The doctors at USC shrugged and suggested she amputate them to keep the sores from getting deeper and continue their climb up her legs. (Well, doctors don’t shrug. We dramatized that a little. And for sure they don’t shrug when delivering that kind of news.)
By this time KB was running out of money, although her Medicare paid for her care. She was renting a small depressing apartment in downtown LA to be near USC and continuing to pay the rent on her apartment here in San Jose.
So, her friends here started a GoFundMe account for her, raising enough to support her while the United States doctors whacked off her legs. As you can imagine, she was very depressed. She wanted to stay in Los Cabos, as she always thought she would finish out her days here, but how could she scoot around in a wheelchair the way these streets and sidewalks are built? And ADA ramps? Forget about it. She would have to remain in the United States, away from all her close friends, and how would she support herself if she couldn’t deliver her health water?
She came back to Cabo to think.
Since she was here and since she knows Barry Russel, she went to his PRMedica clinic in San Jose. PRMedica is known for medical tourism and best known for preventive and regenerative therapy. They are local pioneers in stem cell therapy and they administer all sorts of therapies.

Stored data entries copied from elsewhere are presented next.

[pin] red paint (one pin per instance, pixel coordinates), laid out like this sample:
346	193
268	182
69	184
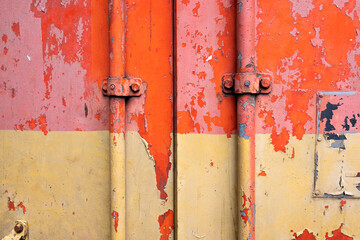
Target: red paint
22	206
245	215
16	28
4	38
293	153
306	235
115	216
280	140
338	235
11	205
244	200
166	224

They give intravenous infusions of mesenchymal stem cells, the real deal stem cells, not the prp stuff where they haul your own tired blood out, whirl it around, and inject it back into you. No, for stem cell therapy they use real placenta they harvest from pregnant women in a lab in Guadalajara. Squeaky clean lab. From squeaky clean mothers. That’s why they go all the way to Guadalajara.
You can also walk into PRMedica with no appointment and get a Meyers intravenous cocktail infusion to pep you up or an intravenous infusion for an immunity boost. And, while you’re in the Lazy Boy chair, why not get chelation therapy and flush out those heavy metals you’re dragging around with you?
Back to KB:
She hooked up with Dr. Víctor Ocegueda. Dr. Victor received his medical degree in Nayarit. He then traveled to Guadalajara where he earned a master´s degree in Medical and Surgical Emergencies. It was here that he did a deep dive into hyperbaric medicine and management of chronic non-healing wounds. He was just the guy that KB needed, as she had two of the mother of all wounds. Dr. Victor is also certified by the University of Texas in regenerative orthopedics and holds national certifications on Stem Cell Therapies for Chronic Diseases, Injury Management with Cell Therapies and Ozone Therapy.
Dr. Victor went right to work healing KB’s wounds that now looked so bad, we’re not even going to show you the pictures she carries around on her phone. Dr. Victor told us they were so thick and hardened that he couldn’t get a knife through them. He had to use a saw.
He opened them up and did his hocus pocus on them, (you don’t think he’s going to give away his recipe, do you? Well, he did, but we didn’t understand it.) He explained that he studied wound therapy so his entire training was just what the doctor ordered for KB.
Within a few weeks, she was substantially better and had already abandoned the cockamamie notion the USC docs had of sawing off her legs. When we ran into her at PRMedica, she was scooting around unaided, but we gotta tell you, she was in her house slippers.
When asked how KB started on this downward spiral, Dr. Victor shrugged and said he will never know for certain how it all started, but did caution that when you have a badly stubbed toe and the stubbing starts climbing up your leg, don’t try to treat it yourself. And stay away from your dog. Turns out Dr. Victor picked a lot of white dog fur out of the wounds.
So how is KB now? Scooting around pretty well. Did she get rid of the dog? Nope. But she did buy a vacuum cleaner to suck up the dog fur flying around her house, and she’s keeping her house slippers on so she won’t be stubbing her toes again. And she’s got Dr. Victor at PRMedica watching her back.